AGRICULTURAL AND ENVIRONMENTAL MICROBIOLOGY
Department of Microbiology and Biotechnology
Faculty of Agronomy
Lecturer: Ass.Prof. Vojtěch Rada, CSc.
Course syllabus – laboratory exercises:
1) Microscopy and bacteria
Brightfield microscopy, objectives (low-power objectives, high-dry objectives and
immersion objectives), resolution limit, magnification, oil immersion technique.

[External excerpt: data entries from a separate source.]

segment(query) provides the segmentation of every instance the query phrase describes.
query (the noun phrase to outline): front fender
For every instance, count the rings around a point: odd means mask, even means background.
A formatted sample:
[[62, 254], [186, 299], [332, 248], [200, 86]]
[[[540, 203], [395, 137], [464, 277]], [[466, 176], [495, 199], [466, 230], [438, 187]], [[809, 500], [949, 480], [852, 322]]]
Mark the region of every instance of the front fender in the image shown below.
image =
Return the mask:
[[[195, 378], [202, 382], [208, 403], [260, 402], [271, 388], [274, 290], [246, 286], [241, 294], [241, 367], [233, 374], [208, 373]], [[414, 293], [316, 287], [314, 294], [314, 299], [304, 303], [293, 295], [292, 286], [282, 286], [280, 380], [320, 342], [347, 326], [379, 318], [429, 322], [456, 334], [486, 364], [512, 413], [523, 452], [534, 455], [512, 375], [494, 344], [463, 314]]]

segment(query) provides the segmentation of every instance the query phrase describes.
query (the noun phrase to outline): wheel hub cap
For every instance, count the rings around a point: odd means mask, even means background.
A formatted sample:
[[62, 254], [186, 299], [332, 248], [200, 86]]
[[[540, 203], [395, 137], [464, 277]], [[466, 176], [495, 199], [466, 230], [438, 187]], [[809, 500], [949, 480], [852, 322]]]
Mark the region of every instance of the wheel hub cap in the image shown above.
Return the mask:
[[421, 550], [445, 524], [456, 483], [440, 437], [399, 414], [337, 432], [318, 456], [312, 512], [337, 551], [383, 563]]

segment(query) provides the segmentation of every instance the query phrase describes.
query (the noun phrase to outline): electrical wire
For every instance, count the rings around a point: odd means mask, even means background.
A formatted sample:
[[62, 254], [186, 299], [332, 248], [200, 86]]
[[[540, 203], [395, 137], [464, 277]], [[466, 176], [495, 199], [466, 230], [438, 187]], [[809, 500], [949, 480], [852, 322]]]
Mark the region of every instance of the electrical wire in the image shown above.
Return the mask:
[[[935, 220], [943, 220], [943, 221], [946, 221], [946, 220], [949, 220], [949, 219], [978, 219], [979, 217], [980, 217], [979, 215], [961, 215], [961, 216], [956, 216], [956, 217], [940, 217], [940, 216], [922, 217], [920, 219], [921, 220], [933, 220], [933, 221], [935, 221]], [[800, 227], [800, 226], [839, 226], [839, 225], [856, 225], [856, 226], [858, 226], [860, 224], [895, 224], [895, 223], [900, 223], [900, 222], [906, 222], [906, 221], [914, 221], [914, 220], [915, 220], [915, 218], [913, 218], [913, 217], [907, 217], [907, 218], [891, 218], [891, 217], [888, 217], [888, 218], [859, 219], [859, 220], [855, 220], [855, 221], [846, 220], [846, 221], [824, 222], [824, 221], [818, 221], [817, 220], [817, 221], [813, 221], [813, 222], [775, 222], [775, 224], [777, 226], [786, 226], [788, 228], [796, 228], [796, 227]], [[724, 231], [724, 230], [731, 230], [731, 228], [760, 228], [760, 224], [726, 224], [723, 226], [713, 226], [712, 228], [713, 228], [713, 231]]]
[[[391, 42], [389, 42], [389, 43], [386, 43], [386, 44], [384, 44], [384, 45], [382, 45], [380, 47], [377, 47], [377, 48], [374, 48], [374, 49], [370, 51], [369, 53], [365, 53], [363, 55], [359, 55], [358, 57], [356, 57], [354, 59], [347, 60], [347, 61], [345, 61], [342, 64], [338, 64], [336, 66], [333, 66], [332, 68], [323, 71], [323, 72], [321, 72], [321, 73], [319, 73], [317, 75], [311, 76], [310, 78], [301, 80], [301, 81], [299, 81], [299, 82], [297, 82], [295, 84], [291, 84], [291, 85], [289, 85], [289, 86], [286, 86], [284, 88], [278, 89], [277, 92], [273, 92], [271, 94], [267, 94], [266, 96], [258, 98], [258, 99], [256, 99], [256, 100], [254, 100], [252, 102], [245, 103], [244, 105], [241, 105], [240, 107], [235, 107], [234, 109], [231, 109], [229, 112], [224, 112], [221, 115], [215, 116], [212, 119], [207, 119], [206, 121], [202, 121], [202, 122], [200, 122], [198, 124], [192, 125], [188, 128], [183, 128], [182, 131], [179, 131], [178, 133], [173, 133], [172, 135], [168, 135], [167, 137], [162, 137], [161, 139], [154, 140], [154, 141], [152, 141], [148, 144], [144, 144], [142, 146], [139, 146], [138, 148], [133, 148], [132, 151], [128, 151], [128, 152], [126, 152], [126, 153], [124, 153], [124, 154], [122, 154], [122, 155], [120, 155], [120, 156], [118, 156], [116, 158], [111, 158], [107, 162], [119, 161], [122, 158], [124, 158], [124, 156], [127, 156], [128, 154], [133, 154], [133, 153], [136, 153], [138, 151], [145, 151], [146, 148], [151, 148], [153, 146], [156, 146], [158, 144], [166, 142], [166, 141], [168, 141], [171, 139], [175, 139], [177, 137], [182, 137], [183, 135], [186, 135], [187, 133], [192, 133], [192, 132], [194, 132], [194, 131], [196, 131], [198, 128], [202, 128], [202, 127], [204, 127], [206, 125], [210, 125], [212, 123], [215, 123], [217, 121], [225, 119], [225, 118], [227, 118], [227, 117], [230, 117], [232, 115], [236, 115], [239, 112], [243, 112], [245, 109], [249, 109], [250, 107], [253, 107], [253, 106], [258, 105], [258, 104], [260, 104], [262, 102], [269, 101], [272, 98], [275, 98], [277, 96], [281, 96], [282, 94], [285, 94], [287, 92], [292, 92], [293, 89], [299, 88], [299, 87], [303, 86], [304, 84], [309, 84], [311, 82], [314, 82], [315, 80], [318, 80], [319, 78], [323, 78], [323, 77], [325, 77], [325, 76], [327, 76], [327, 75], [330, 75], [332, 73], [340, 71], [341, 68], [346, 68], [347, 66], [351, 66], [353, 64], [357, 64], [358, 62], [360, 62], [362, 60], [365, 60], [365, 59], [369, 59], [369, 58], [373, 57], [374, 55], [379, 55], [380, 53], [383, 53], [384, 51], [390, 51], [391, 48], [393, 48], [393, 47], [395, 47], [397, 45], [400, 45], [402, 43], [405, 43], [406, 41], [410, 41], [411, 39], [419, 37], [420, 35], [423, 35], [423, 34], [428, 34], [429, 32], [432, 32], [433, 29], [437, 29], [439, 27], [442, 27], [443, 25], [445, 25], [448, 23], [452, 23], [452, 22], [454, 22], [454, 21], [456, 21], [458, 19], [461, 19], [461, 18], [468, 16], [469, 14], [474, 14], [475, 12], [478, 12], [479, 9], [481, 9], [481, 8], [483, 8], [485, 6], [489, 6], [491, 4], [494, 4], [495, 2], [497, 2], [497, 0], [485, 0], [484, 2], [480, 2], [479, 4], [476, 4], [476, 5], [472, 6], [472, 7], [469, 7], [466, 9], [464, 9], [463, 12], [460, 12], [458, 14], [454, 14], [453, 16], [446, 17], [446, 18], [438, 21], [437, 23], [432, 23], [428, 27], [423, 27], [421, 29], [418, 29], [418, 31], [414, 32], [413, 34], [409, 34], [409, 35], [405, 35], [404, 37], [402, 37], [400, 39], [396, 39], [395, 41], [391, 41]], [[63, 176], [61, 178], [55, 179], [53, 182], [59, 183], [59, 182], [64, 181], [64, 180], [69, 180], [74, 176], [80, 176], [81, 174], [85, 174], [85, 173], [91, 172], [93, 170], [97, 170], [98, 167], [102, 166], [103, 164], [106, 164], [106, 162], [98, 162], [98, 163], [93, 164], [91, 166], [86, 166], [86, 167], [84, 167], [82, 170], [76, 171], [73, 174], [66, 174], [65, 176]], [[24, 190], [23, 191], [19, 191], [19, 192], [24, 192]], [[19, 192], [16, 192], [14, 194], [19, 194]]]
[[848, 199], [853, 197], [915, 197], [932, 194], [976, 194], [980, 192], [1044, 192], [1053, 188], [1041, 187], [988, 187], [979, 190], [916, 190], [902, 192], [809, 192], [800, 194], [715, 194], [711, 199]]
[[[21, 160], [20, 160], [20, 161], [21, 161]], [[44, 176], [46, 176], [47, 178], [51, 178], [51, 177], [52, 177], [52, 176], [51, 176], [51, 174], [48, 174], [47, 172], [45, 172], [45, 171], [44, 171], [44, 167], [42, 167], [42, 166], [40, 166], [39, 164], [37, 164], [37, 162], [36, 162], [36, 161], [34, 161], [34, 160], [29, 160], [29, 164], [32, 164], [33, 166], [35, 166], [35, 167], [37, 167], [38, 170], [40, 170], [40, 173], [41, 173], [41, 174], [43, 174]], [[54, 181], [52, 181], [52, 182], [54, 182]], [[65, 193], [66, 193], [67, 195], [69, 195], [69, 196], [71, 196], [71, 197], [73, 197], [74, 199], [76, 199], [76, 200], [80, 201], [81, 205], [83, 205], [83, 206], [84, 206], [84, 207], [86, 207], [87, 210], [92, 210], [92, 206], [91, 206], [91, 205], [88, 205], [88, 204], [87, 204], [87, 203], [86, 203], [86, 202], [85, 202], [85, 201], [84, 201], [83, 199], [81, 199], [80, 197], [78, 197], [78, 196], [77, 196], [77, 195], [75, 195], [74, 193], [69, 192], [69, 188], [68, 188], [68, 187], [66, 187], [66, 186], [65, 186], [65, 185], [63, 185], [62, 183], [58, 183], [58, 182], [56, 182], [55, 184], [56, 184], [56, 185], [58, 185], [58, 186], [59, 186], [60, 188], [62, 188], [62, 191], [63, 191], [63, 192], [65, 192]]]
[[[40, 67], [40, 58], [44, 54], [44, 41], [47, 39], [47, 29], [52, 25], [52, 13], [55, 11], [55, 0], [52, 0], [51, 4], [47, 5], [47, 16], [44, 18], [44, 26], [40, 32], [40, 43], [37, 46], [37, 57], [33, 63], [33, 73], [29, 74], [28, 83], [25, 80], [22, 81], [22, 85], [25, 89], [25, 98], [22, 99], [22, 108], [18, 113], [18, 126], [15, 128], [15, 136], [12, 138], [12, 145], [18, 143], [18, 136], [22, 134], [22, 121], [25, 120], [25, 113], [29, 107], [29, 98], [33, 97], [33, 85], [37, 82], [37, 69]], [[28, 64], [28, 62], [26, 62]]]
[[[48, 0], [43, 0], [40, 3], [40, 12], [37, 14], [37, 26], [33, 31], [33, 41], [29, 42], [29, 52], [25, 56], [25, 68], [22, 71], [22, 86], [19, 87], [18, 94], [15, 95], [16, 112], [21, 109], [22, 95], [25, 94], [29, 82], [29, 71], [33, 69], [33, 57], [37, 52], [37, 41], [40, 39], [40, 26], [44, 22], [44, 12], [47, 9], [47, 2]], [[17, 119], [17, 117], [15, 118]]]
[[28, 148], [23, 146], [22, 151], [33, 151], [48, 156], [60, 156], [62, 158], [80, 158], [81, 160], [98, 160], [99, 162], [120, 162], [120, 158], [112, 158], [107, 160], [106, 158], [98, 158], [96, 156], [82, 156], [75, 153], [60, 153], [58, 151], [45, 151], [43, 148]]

Microscopy of bacteria: negative staining (bacterial flora of oral cavity), bacterial
morphology (cocci, rods, spore formation), smear preparation, simple staining (Bacillus
subtilis), Gram staining (Micrococcus luteus and Escherichia coli).
2) The Fungi and antibiotics
Yeasts and Moulds,
Yeasts study: Methylene blue staining (vital staining, Saccharomyces cerevisiae),
observation of nucleus, vacuole and budding.
Moulds study: Zygomycetes (Mucor, Rhizopus), Ascomycetes (Eupenicillium) and
Deuteromycetes (Penicillium, Aspergillus), fungi with septate and nonseptate hyphae.
sexual reproduction (zygospores and ascospores), asexual reproduction (conidiospores
and sporangiospores)
Antibiotics: Microbial sources of antibiotics (bacteria, fungi), narrow-spectrum and broad
spectrum antibiotics, cidal and static antibiotics, determining the level of antimicrobial
activity (dilution susceptibility tests, disk diffusion tests, minimal inhibition concentration
(MIC), minimal lethal concentration).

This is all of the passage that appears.